Ao mesmo tempo em que a internet qualificou os usuários/clientes, ela também gerou um aumento intenso na demanda de informações para consumidores digitais. Ou seja, ao mesmo tempo em que ela exigiu uma comunicação personalizada e pessoal das empresas para com seus clientes, a quantidade de usuários com quem entrar em contato exigiu que fossem criadas alternativas para lidar com tanta gente com demandas diferentes – e é nesse contexto que surge e se expande a automação de marketing.

A ideia por trás dessa estratégia é o que chamam de Inbound Marketing, a técnica que propõe “trazer o consumidor até a sua empresa através da busca de termos específicos em mecanismos de busca, como o Google”. Ou seja, utilizar a mídia própria (canais próprios) para atrair o cliente através de conteúdos responsáveis e úteis que criem um diálogo constante para o fortalecimento do relacionamento entre as duas partes, garantindo um encaminhamento de progresso dentro da jornada do consumidor e do funil de vendas.

O que são leads e como nutri-los?

Um termo bastante popular na internet (e talvez antes mesmo do seu advento) é o de leads, que são pessoas ou informações de pessoas interessadas em algum produto ou serviço da sua empresa (por isso fala-se em captação de leads). Como descreve o e-book, essa pessoa “deixou de ser apenas um visitante e autorizou (ao preencher seu cadastro) que você estabeleça um diálogo por um dos meios mais pessoais, o e-mail.”

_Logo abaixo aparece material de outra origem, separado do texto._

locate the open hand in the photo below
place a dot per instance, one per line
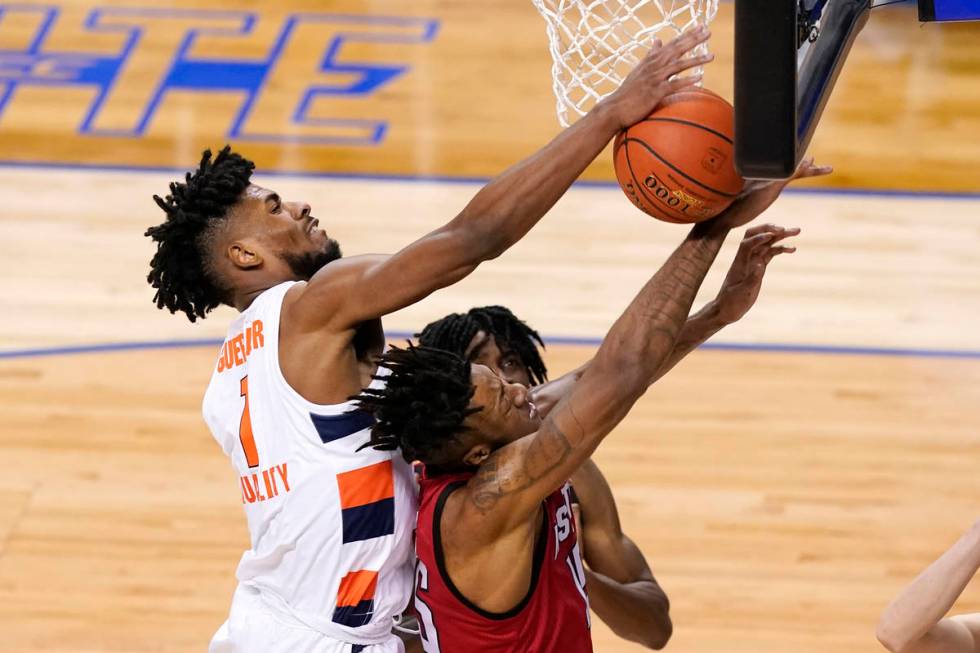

Entretanto, tão importante quanto conseguir esse lead (o usuário/cliente que vai preencher um formulário com informações e e-mail), é fazer a sua nutrição. E é aí que entra a automação de marketing: permitindo a criação de uma sequência de e-mails estratégicos (no tempo e no conteúdo) com a proposta de contribuir com mais conteúdo para o cliente/usuário interessado e descobrir, pelo seu comportamento, em que nível do funil de vendas ou da jornada do consumidor ele se encontra – criando, assim, um fluxo de nutrição e “gerando um relacionamento e ofertando bons conteúdos para preparar seu lead para a compra”.

O que é um MQL e um SQL?

Marketing Qualified Lead: Quando um lead passa por um fluxo de nutrição e consome os conteúdos ofertados nos e-mails da sua automação, ela torna-se uma MQL. Ou seja, ela já sabe quem é sua empresa, quais produtos possui, como pode obter resultados com eles e, também, qual a sua média de preços.

Sales Qualified Lead: Uma lead que já passou pelo seu fluxo de nutrição e está pronta para fechar negócio, essa é uma SQL. A diferença principal para uma MQL é que aqui o contato comercial clicou em “fale com um consultor” ou então enviou um e-mail pedindo para conversar.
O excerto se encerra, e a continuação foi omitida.